Наконец, Виктория не выдержала и покинула гостей под предлогом того, что ей необходимо отдать распоряжения прислуге, пообещав прислать к ним Джорджа для продолжения экскурсии по саду. По лицу её градом катился пот, и, когда она грузной походкой двинулась к дому, каблуки её туфель проваливались в дёрн до самого основания.
– Господи ты боже мой, – когда Виктория удалилась на приличное расстояние, Имоджен Прайс, не до конца сбросив образ капризной и грубоватой баронессы, сердито притопнула ногой, – что за кошмарная женщина! Держу пари, что именно она убила леди Элспет. Я таких знаю – они ни перед чем не остановятся, лишь бы получить желаемое.
– Мисс Прайс, вы были неподражаемы, – Филипп не сводил с девушки восхищённого взгляда, и вид у него, по мнению Оливии, был невероятно глупый. – Такое внимание к деталям! А акцент! А манеры!..
Оливия, не в силах совладать с собой, прервала его:
– Мисс Прайс, безусловно, умница, Филипп, но сюда с минуты на минуту прискачет Джордж и затянет ту же песню, что и Виктория. Не забывай, пожалуйста, для чего мы здесь. Им обоим необходим кто-то, кто даст деньги на перестройку этого монстра, – и она махнула рукой за спину, в сторону Мэдлингтон-Касл. – Никто ведь пока не знает, кому леди Элспет завещала семейный капитал. При всём уважении к покойной, с неё станется оставить всё церковному приходу или Женскому институту. Поверенный, как я слышала, приедет для оглашения завещания только завтра. И если всё наследует Джордж, то ты ему будешь уже не особенно интересен. Мисс Прайс справилась со своей ролью великолепно, но следующим будешь ты, Филипп. Поверь, Джордж тот ещё зануда, и тебе предстоит нелёгкая задача. Не говори ему ни да ни нет, води за нос, сколько сможешь – от этого зависит, сколько мы здесь пробудем, не вызывая подозрений.

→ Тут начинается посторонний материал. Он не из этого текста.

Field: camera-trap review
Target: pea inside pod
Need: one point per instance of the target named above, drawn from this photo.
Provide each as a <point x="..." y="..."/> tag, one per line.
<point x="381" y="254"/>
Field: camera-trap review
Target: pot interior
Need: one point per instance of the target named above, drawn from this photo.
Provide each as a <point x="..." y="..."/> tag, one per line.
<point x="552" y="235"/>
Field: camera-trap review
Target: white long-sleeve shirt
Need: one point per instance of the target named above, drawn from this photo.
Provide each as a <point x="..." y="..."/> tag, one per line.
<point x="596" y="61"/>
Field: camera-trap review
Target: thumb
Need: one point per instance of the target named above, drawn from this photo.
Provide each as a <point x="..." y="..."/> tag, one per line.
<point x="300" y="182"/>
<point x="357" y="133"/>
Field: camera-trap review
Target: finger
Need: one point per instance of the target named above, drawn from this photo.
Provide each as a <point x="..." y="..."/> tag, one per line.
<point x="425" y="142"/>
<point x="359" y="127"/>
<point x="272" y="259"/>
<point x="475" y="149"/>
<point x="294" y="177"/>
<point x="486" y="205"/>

– А что, скажи на милость, будешь делать ты? – инструктаж сестры, проведённый категоричным тоном, задел Филиппа, который не желал предстать перед Имоджен Прайс в роли простого исполнителя.
– Я постараюсь проникнуть в часовню и осмотреть её при дневном освещении. Вдруг я что-то пропустила в прошлый раз? Я убеждена, что разгадка кроется именно там. Ну не верю я в призраков, обитающих в старых часовнях, особенно если речь идёт о наследственных распрях.
– А вот и мистер Понглтон торопится-спешит, – тихонько пропела себе под нос мисс Прайс, и, поправляя шляпку, жалобно вздохнула: – Вот от чего бы я не отказалась, так это от крошечного стаканчика «Собачьего носа». Интересно, найдётся ли в кухне капелька джина?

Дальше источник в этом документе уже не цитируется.